In the course of one orbit around the Sun, the comet Churyumov-Gerasimenko goes through different phases of activity. At a distance of 3.4 astronomical units (AU) a significant increase in brightness can be observed. Shortly before crossing the orbit of Mars the comet has developed it characteristic tail. Departing from the Sun, Churyumov-Gerasimenko is still very active and shows a dust trail, a structure composed of large dust particles emitted during the previous orbits of the comet. This trail can still be discerned at a distances of 4.9 astronomical units from the Sun. Credit: MPS Enlarge
(Phys.org) —On its way towards the Sun comet Churyumov-Gerasimenko, next year's destination of ESA's spacecraft Rosetta, will start emitting gas and dust earlier than previously expected. The comet's activity should be measurable from Earth by March 2014. This is one of the results of a new study performed by a group of researchers under the lead of the Max Planck Institute for Solar System Research (MPS) in Germany. The scientists analyzed numerous images from the comet's past three orbits around the Sun, obtained with ground based telescopes. For the first time, they were able to reconstruct the comet's activity in all phases of its orbit.

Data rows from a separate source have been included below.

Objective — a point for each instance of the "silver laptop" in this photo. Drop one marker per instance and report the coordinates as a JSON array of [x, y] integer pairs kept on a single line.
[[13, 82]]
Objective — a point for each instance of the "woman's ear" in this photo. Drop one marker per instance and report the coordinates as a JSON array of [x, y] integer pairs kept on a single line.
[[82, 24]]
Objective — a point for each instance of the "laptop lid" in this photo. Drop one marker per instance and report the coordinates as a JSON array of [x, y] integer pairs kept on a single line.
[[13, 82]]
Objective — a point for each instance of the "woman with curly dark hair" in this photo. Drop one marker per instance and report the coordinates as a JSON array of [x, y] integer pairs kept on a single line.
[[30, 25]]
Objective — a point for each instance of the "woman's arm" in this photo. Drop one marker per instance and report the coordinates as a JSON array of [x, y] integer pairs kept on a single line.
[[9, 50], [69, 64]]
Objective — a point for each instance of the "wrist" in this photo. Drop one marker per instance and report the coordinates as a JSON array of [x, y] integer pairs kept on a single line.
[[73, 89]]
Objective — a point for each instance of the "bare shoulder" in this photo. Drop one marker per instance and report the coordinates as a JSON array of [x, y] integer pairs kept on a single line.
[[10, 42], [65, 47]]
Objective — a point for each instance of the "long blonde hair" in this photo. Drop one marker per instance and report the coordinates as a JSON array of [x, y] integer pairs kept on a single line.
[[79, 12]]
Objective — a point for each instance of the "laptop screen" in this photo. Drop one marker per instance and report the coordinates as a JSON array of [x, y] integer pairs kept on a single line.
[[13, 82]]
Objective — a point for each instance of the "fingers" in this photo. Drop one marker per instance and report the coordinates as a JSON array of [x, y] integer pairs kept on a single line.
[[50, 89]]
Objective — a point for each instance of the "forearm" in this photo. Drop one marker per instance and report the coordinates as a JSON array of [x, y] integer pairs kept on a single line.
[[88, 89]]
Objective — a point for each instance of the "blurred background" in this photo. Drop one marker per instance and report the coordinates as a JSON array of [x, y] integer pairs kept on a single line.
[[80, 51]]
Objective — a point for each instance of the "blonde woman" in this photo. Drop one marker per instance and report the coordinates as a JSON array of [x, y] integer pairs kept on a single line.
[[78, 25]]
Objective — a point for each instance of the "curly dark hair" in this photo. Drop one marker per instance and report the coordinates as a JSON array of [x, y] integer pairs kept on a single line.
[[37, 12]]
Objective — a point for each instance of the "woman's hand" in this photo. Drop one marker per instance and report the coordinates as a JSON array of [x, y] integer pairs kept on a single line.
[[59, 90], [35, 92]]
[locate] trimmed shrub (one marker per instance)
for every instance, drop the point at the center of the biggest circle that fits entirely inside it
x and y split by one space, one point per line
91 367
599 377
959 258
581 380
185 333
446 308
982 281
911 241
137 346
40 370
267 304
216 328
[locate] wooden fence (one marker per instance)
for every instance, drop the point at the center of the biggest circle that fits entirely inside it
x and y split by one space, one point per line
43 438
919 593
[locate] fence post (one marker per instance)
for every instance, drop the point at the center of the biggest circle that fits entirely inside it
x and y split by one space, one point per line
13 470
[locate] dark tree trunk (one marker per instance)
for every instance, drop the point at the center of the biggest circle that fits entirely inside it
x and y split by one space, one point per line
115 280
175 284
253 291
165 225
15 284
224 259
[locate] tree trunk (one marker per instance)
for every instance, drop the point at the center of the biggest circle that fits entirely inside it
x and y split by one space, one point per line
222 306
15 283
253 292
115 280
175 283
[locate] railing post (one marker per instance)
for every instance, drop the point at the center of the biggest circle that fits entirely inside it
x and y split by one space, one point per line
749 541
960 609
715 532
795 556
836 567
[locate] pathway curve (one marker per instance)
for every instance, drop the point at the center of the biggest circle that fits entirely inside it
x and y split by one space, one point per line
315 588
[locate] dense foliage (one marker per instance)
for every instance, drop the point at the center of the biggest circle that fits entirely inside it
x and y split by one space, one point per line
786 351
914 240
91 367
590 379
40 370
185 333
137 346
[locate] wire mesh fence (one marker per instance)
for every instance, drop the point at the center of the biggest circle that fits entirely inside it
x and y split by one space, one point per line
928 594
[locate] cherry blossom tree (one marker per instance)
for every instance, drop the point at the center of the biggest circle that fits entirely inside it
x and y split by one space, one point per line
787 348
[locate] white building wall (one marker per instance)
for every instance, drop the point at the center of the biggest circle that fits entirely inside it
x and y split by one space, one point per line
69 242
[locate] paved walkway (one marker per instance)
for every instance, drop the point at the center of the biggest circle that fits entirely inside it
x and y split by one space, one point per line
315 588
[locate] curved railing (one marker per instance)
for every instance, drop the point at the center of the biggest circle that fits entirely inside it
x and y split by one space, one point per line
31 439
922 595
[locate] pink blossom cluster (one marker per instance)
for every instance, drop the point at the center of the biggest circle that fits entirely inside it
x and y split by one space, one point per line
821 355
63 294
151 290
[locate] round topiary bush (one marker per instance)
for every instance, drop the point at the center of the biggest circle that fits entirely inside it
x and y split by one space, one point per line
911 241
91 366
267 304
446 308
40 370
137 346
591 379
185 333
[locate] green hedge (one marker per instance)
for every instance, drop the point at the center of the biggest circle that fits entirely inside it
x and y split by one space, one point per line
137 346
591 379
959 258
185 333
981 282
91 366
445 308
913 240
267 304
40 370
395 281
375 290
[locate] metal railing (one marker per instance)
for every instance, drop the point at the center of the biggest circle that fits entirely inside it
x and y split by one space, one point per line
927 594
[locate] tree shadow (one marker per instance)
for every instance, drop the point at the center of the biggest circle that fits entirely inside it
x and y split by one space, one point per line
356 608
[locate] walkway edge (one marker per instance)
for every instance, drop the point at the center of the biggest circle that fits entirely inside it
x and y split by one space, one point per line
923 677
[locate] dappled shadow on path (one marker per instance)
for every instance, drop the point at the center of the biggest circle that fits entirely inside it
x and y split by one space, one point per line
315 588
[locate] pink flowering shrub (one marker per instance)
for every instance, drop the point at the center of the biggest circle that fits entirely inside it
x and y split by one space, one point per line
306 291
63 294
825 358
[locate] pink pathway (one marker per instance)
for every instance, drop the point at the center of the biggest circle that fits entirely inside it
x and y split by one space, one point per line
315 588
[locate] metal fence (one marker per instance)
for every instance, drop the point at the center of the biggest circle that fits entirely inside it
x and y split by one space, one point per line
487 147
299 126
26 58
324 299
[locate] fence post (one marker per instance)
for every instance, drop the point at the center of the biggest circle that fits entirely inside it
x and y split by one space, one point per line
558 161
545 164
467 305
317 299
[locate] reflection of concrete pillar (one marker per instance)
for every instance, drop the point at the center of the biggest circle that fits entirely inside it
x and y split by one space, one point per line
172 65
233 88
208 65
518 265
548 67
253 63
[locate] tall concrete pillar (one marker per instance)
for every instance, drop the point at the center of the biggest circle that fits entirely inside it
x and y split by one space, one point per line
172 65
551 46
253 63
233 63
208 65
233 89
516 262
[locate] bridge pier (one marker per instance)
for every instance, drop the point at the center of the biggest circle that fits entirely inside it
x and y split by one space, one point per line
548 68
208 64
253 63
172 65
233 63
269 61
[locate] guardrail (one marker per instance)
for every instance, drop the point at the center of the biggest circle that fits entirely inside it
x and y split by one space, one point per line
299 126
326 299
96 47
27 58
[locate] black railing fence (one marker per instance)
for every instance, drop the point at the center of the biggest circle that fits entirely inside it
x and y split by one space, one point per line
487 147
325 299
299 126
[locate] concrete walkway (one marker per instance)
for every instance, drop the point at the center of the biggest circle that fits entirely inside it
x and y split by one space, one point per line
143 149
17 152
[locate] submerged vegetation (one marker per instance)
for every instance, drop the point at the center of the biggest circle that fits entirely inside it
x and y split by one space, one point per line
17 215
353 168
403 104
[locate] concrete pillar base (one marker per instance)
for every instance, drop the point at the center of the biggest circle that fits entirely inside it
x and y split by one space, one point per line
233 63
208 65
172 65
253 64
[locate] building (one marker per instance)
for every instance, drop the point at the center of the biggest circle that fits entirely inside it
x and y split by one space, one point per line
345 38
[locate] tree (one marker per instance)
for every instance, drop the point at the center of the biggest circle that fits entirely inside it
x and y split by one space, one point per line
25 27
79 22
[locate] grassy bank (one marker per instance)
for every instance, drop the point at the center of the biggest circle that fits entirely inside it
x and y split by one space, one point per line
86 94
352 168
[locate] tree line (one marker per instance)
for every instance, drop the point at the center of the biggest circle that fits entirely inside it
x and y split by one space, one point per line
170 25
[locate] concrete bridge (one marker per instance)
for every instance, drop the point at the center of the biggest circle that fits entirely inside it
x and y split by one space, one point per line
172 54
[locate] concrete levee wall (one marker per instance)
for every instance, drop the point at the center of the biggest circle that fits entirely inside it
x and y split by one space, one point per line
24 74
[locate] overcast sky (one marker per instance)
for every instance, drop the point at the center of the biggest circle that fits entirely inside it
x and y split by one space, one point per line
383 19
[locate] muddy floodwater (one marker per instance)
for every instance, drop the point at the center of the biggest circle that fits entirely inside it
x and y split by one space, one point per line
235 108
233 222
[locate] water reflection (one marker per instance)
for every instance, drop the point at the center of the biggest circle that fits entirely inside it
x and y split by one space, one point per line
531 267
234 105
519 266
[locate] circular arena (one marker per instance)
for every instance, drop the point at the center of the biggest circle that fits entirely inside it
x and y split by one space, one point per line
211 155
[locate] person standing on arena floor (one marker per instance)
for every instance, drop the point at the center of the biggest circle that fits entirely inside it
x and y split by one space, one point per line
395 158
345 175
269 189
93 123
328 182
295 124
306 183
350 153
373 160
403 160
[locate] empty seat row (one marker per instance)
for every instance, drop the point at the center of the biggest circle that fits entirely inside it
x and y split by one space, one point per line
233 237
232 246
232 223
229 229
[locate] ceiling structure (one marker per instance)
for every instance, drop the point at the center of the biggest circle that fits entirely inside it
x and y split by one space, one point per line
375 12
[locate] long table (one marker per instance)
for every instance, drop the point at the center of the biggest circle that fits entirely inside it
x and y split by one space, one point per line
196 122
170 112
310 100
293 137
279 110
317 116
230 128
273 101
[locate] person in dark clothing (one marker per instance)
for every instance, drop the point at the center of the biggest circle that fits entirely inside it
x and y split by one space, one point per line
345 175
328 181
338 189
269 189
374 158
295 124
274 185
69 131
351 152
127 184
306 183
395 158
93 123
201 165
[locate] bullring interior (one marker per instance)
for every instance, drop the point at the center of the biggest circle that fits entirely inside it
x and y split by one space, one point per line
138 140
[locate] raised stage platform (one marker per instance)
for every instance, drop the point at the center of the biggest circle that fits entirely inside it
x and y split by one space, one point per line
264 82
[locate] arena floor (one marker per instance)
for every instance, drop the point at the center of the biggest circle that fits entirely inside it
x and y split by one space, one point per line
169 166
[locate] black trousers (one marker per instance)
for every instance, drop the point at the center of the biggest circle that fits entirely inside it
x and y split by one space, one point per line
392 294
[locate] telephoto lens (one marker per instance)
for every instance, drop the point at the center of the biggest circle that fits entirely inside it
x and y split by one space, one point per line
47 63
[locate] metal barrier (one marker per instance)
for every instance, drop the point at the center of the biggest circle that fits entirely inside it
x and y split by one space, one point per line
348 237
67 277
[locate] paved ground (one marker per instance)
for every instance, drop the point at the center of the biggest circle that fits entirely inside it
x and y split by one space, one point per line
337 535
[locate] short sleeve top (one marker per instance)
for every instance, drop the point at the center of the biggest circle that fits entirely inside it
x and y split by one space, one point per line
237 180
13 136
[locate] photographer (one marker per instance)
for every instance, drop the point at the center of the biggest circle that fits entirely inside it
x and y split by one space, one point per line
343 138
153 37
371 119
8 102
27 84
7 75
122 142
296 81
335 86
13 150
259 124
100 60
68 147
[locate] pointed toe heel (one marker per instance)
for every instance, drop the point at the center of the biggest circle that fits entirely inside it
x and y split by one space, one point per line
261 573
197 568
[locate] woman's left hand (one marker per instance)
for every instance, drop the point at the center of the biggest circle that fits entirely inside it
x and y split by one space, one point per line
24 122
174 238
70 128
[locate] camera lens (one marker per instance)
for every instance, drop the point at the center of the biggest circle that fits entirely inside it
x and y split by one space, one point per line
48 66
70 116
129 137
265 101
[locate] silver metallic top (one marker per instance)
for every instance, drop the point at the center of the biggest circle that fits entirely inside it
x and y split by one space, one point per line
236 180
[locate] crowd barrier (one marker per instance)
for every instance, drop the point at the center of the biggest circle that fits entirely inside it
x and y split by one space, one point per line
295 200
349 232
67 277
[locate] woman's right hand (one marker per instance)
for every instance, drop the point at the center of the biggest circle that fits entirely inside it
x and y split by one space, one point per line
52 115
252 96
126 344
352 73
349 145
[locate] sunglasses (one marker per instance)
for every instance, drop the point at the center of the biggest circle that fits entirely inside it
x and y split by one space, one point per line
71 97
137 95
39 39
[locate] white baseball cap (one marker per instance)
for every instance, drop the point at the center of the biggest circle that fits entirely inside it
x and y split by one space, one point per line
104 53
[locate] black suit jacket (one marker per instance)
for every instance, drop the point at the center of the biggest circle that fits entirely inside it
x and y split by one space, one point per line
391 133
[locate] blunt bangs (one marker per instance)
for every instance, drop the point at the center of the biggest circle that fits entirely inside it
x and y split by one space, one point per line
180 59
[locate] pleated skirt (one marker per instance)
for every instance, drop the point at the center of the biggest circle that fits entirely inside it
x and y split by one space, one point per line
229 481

A comet spends the main part of its existence far from the Sun as an unchanged lump of ice and rock. When it approaches the Sun, however, a metamorphosis takes place: highly volatile substances vaporize from the nucleus carrying fountains of dust particles with them. These accumulate to form the comet's atmosphere, the coma, and are the origin of its tail, a comet's most characteristic feature. However, the principles governing these processes are still only poorly understood. What instances spark the ejection of gas and dust? How does this activity evolve? And which processes on the surface and within the comet's nucleus are decisive?
Next year, ESA's spacecraft Rosetta will try to answer these questions. The space probe is scheduled to rendezvous with comet Churyumov-Gerasimenko in spring, deposit a lander on its surface in the autumn of 2014, and accompany the comet on its way toward the Sun. The mission therefore offers the unique chance to study all phases of the onset of cometary activity from close-up. The new results presented by researchers from the MPS now suggest that Churyumov-Gerasimenko could allow for exciting insights very early in the course of the mission.
"Churyumov-Gerasimenko could be active by March of next year", Dr. Colin Snodgrass from the MPS summarizes the new results. Two months prior to this, in January 2014, the space probe will be awakened from its hibernation phase.
The scientists base their predictions on 31 data sets recorded by them and other professional groups in the years between 1995 and 2010 with telescopes like the Very Large Telescope (VLT) at the European Southern Observatory (ESO). The images show the comet at different points during its orbit and thus in different phases of activity.
"We were able to analyze data from the entire activity-cycle of Churyumov-Gerasimenko with the same method. For the first time, this allows for a meaningful comparison of all data sets", says Snodgrass. "In this way we compiled a comprehensive picture of how the comet's activity develops during its journey around the Sun", his colleague Dr. Cecilia Tubiana from the MPS adds.